Zach Davis: Hi, John. It’s Zach. And I’ll just say the $500 million range is basically we’re keeping the same cadence that we’ve had for the last couple of years with the $500 million. It’s still under 10% of the EBITDA. But it’s safe to assume that we’re going to start right now around the midpoint of that range and from there, I would say there’s a few variables, even though the open capacity is so small and $1 CMI move in margins is only $15 million. With most of the year still ahead of us, $1 move in Henry Hub can move EBITDA in the lifting margin by around $100 million and just year-end timing of deliveries, that can move things around $100 million as well, even though a lot of those end-of-year cargoes are even locked in at pretty attractive rates by the team.
When it comes to the upside and downside to the high-end and low-end, on the low-end, it would really have to be something unforeseen today operationally that got us that close to the low-end considering how locked in we are. So it would be maybe a longer maintenance cycle than we even had last year, which we don’t foresee or a tougher hurricane season or something of that sort. On the upstream — on the upside, I’d just say, we’ve been very clear from the get-go. We don’t guide on optimization upstream and downstream of the plants that’s not locked in. So as that accrues, ideally through the year, even though margins are lower, Henry Hub is lower and volatility has moderated, that should help us get to the upside and the, yeah, we’ll stay optimistic on seeing if we can get a couple more cargoes out through the course of the year.
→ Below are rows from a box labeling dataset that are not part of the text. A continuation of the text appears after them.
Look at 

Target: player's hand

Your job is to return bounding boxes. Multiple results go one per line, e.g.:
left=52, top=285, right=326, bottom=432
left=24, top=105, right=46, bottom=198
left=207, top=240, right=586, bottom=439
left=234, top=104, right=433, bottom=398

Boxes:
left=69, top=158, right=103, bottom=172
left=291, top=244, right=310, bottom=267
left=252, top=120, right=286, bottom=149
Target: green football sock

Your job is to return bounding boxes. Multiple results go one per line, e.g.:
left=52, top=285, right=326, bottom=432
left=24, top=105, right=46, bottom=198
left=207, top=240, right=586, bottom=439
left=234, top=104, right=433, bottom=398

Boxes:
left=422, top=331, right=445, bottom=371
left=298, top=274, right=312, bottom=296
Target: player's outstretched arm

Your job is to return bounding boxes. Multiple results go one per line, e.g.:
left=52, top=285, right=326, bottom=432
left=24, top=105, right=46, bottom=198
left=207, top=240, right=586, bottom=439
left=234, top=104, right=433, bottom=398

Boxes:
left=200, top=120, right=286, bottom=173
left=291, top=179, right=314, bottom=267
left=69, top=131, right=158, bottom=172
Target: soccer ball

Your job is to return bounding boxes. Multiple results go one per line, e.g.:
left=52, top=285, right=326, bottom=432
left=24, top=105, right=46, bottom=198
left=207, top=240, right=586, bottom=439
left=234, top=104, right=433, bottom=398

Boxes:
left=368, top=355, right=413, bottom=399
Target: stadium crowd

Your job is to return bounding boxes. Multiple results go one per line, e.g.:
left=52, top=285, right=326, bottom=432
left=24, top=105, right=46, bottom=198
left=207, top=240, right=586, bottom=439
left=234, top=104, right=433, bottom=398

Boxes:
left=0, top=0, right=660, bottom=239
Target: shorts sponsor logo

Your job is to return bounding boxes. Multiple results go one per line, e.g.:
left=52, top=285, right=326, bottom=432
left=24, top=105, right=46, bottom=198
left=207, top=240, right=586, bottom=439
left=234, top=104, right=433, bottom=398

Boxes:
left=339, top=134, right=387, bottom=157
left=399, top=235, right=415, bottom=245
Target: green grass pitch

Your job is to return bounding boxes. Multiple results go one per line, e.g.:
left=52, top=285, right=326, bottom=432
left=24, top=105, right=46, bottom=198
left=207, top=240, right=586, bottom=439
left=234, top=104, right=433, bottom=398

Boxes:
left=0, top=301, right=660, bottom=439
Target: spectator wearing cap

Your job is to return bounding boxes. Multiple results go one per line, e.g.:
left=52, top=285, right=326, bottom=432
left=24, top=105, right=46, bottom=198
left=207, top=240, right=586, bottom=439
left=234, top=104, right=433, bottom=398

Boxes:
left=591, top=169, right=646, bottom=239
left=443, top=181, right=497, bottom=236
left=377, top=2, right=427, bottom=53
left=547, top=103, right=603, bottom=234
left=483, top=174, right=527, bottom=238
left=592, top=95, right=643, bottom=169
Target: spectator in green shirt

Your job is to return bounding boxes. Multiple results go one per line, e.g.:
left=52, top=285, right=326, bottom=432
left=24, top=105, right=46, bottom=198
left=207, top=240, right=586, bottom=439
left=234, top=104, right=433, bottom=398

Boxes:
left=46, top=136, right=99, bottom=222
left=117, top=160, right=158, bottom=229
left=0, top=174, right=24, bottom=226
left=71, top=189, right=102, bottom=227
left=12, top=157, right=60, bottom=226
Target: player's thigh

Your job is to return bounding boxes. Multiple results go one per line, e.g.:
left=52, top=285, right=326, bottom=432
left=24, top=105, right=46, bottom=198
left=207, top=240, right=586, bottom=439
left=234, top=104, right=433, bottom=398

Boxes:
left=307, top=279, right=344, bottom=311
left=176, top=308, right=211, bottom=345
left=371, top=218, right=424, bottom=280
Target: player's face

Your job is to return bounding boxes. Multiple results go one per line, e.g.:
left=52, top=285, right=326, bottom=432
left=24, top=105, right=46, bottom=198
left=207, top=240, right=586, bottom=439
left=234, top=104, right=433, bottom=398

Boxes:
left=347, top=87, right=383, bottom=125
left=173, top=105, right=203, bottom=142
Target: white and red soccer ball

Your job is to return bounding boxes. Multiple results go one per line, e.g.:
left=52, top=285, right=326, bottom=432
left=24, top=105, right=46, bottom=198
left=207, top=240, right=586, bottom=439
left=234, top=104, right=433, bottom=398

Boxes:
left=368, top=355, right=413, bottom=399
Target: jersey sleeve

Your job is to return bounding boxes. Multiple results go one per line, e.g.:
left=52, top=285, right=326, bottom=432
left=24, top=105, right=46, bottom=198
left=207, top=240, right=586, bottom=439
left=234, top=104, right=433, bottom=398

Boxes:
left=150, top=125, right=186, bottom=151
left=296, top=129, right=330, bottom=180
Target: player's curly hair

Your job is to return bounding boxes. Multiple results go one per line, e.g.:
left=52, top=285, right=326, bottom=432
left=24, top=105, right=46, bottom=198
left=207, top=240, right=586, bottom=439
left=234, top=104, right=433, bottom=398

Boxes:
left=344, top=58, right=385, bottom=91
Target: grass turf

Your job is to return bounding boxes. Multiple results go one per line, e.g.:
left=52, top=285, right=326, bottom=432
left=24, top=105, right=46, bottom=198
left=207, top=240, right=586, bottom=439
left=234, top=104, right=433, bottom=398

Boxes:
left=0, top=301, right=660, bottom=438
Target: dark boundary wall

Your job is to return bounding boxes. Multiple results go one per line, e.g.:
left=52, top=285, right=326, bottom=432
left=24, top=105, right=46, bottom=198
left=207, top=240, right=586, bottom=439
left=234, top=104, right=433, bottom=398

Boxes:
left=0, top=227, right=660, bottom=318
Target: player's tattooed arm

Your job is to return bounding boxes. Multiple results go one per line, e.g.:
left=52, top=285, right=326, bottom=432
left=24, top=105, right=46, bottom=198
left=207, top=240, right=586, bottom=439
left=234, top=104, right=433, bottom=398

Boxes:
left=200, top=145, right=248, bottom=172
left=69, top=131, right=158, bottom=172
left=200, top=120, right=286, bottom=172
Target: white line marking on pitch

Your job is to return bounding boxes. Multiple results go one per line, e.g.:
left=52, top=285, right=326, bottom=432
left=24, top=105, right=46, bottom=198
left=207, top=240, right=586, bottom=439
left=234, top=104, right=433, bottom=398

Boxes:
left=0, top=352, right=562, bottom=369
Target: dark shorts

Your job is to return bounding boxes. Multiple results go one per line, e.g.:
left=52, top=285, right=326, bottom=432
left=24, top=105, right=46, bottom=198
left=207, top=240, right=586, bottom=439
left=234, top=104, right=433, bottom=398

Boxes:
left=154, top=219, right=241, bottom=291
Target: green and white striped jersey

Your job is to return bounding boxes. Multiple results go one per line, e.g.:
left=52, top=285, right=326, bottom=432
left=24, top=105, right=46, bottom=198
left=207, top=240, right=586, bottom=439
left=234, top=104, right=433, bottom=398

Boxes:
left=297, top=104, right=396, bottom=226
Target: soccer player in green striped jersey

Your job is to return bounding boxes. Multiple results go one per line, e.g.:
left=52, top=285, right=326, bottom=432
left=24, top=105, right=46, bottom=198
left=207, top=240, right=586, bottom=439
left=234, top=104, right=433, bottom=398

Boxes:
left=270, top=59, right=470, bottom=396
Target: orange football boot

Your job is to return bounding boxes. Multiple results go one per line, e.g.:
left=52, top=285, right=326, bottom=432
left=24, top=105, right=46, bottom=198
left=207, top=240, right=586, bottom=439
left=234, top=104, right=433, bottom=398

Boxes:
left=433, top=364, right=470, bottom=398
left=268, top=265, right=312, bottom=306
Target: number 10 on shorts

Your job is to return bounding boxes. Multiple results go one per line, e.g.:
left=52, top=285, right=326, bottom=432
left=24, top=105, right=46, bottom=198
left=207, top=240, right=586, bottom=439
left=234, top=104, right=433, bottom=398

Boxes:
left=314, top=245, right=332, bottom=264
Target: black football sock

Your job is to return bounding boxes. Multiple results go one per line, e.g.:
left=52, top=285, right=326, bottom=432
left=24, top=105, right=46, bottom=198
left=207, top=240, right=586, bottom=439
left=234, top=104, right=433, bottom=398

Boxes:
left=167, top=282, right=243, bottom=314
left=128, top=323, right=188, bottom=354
John Mackay: I appreciate all that detail. Maybe just a follow-up and maybe this one’s for Anatol. There’s been obviously a lot of focus in the market on the next three years, three-and-a-half years for the LNG market with U.S. and Qatar supply coming online and the demand picture maybe not warming up as fast as we would have hoped. Understand the kind of long-term dynamics you talked about earlier in the call, but maybe just spend a couple minutes walking through what you see as this kind of medium-term outlook and maybe what the supply-demand balance looks like around the back half of this decade? Thanks.
Anatol Feygin: Sure. Thanks, John. Thanks for the questions. I’ll start kind of in reverse order. The market will grow what the supply allows it to grow, right? So the 10.5 million tons was a function of that supply coming into the market and being placed where it was most needed at the margin. The things that are encouraging to us and we see as kind of inexorable trends are the commitments to gas and the investments in long-dated infrastructure. Not a month goes by that we don’t add a couple of regas terminals and things like gas-fired power plants are very difficult to get, turbines are difficult to get for years and that is a function of the deployment of that infrastructure globally. So we prefer a world where LNG is in those high-single, low-double-digit rates where returns for us are attractive but reasonable and the consumers can get their hands on these attractive BTUs. And as we mentioned in the prepared remarks, are competitive with coal and other generation sources.
So we remain very optimistic. You’ll see volumes going into South and Southeast Asia. You’ll see the marginal kind of elastic demand come back into the market. We’re already seeing that even in the early days post the Chinese New Year and we think that these are trends that will last for decades and decades to come and we have kind of those commercial — the commercial engagements with those types of counterparties that are continuing apace. So we think the market will enjoy absorbing this volume and whether it comes online on schedule or if things are modestly delayed as they have been historically, we think that the market will show robust growth and ability to absorb this next wave.